Natürlich, aber das ist dann nicht mein Problem. Auf den Konzerten mache ich ja wirklich nicht viel anderes. Wenn man das so wahrnehmen möchte, geht das ganz einfach.

Hast du weibliche Vorbilder?

Ja, und nicht unbedingt nur Musikerinnen. Seit ein paar Jahren bin ich großer Fan von Miranda July, ihren Büchern, Kunstprojekten und Filmen. Und natürlich gibt es auch einige Musikerinnen, Roisin Murphy, PJ Harvey, Barbara Morgenstern, Björk und viele mehr.

Arbeitet ihr gerade schon an neuer Musik?

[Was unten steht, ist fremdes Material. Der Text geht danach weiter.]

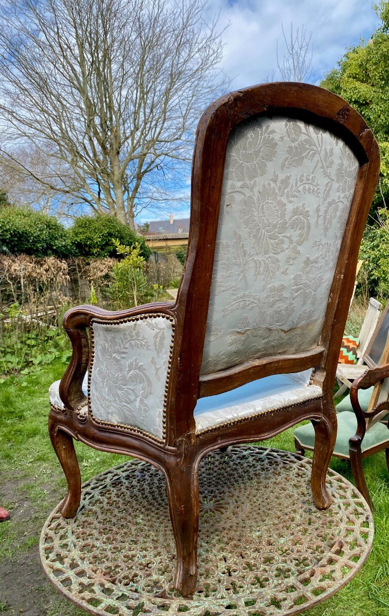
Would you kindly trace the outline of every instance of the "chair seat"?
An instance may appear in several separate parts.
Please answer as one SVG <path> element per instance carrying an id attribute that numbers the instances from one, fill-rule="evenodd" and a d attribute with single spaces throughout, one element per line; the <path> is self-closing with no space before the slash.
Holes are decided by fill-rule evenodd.
<path id="1" fill-rule="evenodd" d="M 368 389 L 358 390 L 358 400 L 359 401 L 361 408 L 363 411 L 367 410 L 367 408 L 369 408 L 369 403 L 370 402 L 370 399 L 371 398 L 374 389 L 374 387 L 373 386 L 369 387 Z M 350 399 L 350 394 L 348 395 L 347 395 L 345 398 L 343 398 L 343 400 L 342 400 L 339 403 L 336 405 L 337 413 L 343 413 L 345 411 L 351 411 L 352 412 L 354 412 L 352 411 L 352 409 L 353 407 Z M 389 413 L 388 413 L 385 417 L 382 417 L 380 421 L 389 421 Z"/>
<path id="2" fill-rule="evenodd" d="M 200 398 L 194 411 L 196 432 L 320 397 L 321 387 L 309 384 L 311 371 L 310 370 L 290 375 L 266 376 L 232 391 Z M 59 394 L 60 383 L 55 381 L 50 386 L 50 403 L 56 408 L 63 410 L 63 402 Z M 82 391 L 86 396 L 87 389 L 87 375 L 82 383 Z M 85 405 L 78 410 L 78 413 L 85 415 L 87 411 L 87 405 Z"/>
<path id="3" fill-rule="evenodd" d="M 369 367 L 358 365 L 356 363 L 338 363 L 336 370 L 337 378 L 347 381 L 353 381 L 369 370 Z"/>
<path id="4" fill-rule="evenodd" d="M 266 376 L 231 391 L 200 398 L 194 411 L 196 432 L 320 397 L 321 387 L 309 384 L 311 371 Z"/>
<path id="5" fill-rule="evenodd" d="M 333 455 L 349 458 L 348 440 L 356 432 L 356 417 L 351 411 L 337 413 L 337 417 L 338 431 Z M 305 449 L 313 448 L 315 429 L 311 423 L 297 428 L 294 436 Z M 366 432 L 362 441 L 361 449 L 363 452 L 366 452 L 385 442 L 387 442 L 389 447 L 389 430 L 386 426 L 379 422 Z"/>
<path id="6" fill-rule="evenodd" d="M 50 398 L 50 403 L 52 407 L 54 407 L 55 408 L 59 408 L 62 411 L 65 408 L 65 405 L 63 402 L 60 398 L 60 381 L 55 381 L 54 383 L 52 383 L 49 388 L 49 397 Z M 85 375 L 84 381 L 82 381 L 82 392 L 84 395 L 86 397 L 88 395 L 88 375 L 87 373 Z M 87 414 L 88 410 L 87 404 L 85 404 L 83 407 L 77 409 L 77 415 L 85 416 Z"/>

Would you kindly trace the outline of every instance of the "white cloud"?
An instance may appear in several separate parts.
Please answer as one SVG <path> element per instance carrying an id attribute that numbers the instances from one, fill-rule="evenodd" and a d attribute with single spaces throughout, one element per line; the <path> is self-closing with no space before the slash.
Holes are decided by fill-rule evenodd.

Erstmal kommt unser Album im April international heraus. Dann werden wir im Ausland wieder von vorne anfangen, ohne die Schlagzeuger auf Europatour gehen. Frühestens im Herbst wird dann wieder Zeit sein, um zusammen ins Studio zu gehen. Aber ich schreibe an Texten und Philipp wird, wenn Zeit ist, sich auch so einiges ausdenken. Und diese Teile werden wir dann zusammenfügen.

Glaubt ihr, dass sich euer Sound durch den Erfolg verändern wird?

Nein, ich glaube nicht, dass das einen Einfluss hat. Aber ich hoffe trotzdem, dass eine Weiterentwicklung auf dem nächsten Album zu hören ist. Wir werden uns da nicht unter Druck setzen, sondern ganz einfach gucken, welche Musik es dann sein wird. Jetzt gerade ist es noch Zukunftsmusik.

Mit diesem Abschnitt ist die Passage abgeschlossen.